Широкую известность Семенов приобрел после своего милицейского детектива «Петровка, 38». Помнится, он попросил меня и Юру Киршона сопровождать его то ли в сберкассу, то ли из сберкассы, ибо он должен был внести большие деньги, чтобы купить «ЗИМ». (Я еще не купил своего «Запорожца». Потом, после меня, вся московская проза ездила на «Запорожцах». А у Юлика Семенова уже был «ЗИМ», машина министров!) Было ощущение, что все как-то легко дается этому обаятельному парню с хорошим чувством юмора, и даже «пятый пункт» не помешал ему жениться на дочери Сергея Михалкова. А уж Сергей Владимирович, со своей повышенной бдительностью, в свою семью подозрительный элемент не пустил бы. Все знали, да и Юлик этого не скрывал, что образцом для подражания для него является Эрнест Хемингуэй. Он хотел, как и Хемингуэй, много ездить по свету, много писать, охотиться, заниматься спортом и не быть стесненным в деньгах. У Юлика и бородка была а-ля Хемингуэй. Юра Киршон, изощренный острослов, мне рассказал, что, когда умер Хемингуэй, он послал Семенову телеграмму соболезнования и тот воспринял это как должное. Как-то я спросил Семенова: «Юлик, если ты подражаешь Хемингуэю, спортсмену и охотнику, то почему, извини, ты такой толстый?» — «Это не лишний вес, — без своего обычного юмора ответил Юлик. — Это сердце. В шахте был взрыв, и я бежал две тысячи ступенек наверх». Может, тогда я понял, что не все знаю про везунка Семенова. И значительно позже, в разгар перестройки, когда я прочитал воспоминания Семенова о его отце, как он, совсем юным, тайно ездил к нему на свидания в лагерь, я еще раз убедился, что не все было так просто в семеновской биографии. И на самом деле, подражание Хемингуэю было игрой, а лепил он свою жизнь, конечно, не с товарища Дзержинского, но с человека, пришедшего в то же ведомство, своего старого дружка Виктора Луи.

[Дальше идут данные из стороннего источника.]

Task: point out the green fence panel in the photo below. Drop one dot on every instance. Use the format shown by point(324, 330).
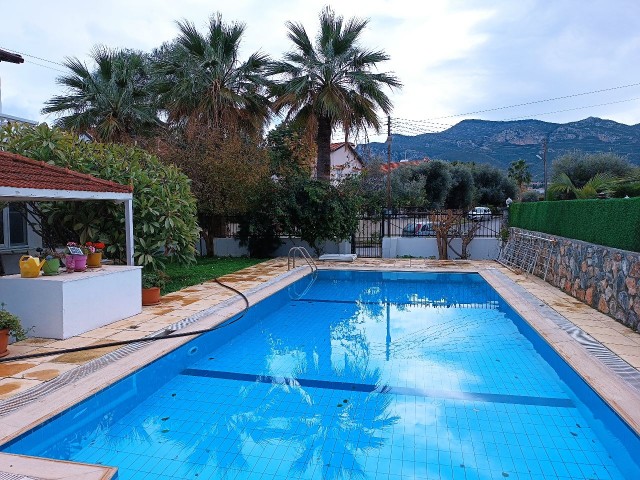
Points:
point(613, 222)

…Можно, конечно, только догадываться, о чем говорили в этой дружной компании Киршона, Сарылова, Луи и Юлика Ляндреса. Первые трое только что вышли из лагерей, а четвертый знал про лагерь не понаслышке, отец все еще находился за колючей проволокой. Думаю, однако, что никаких иллюзий по поводу светлого коммунистического будущего у них не было. А был страх прошлого, и было естественное желание молодости устроить свою жизнь так, чтоб никогда этот страх прошлого не вернулся. Поначалу звездой в этой компании был Юра Киршон, который запросто мог переговорить любого острослова, к тому же на Юру свалились большие деньги — начали ставить пьесы недавно реабилитированного отца. И вот когда Юра Киршон, мой товарищ по Литинституту, впервые привел меня в гости к Виктору Луи (Киршон называл его «Луй»), я с удивлением заметил, что чемпион институтских и литературных застолий как-то сбавил тон. То есть за столом он по-прежнему солировал, но с оглядкой на хозяина. А хозяин помалкивал, я лишь ощущал его внимательный взгляд из-под дымчатых очков явно иностранного происхождения. Вообще за столом у Виктора Луи все было иностранное: и посуда, и рюмки, и бутылки, и еда. Причем не из «Березки», а прямиком из загнивающей Европы. Я знал про Виктора Луи лишь то, что они сидели с Киршоном в одном лагере. И всё. По каким-то случайным репликам за столом я выяснил, что жена хозяина дома, бесцветная дамочка на шестом месяце беременности, — англичанка, а сам хозяин дома — московский корреспондент английской газеты. Запомнился короткий разговор: «Она обязательно поедет рожать в Лондон, — сказал Виктор Луи, — я не верю московским клиникам. Проблема в том, что я тоже хочу в Лондон, чтоб присутствовать при родах, а меня не пускают». — «Луй, тебя пустят», — сказал Киршон. Не знаю, что я тогда подумал, и вряд ли что-нибудь подумал — было выпито много виски, джина и французского коньяка. А на следующий день, вспомнив вчерашний вечер, я подумал: ни хрена себе! Бывший зэк — а уже штатный сотрудник английской газеты! И уже намыливается в Лондон. И как такое может быть? А если может, то что все это означает?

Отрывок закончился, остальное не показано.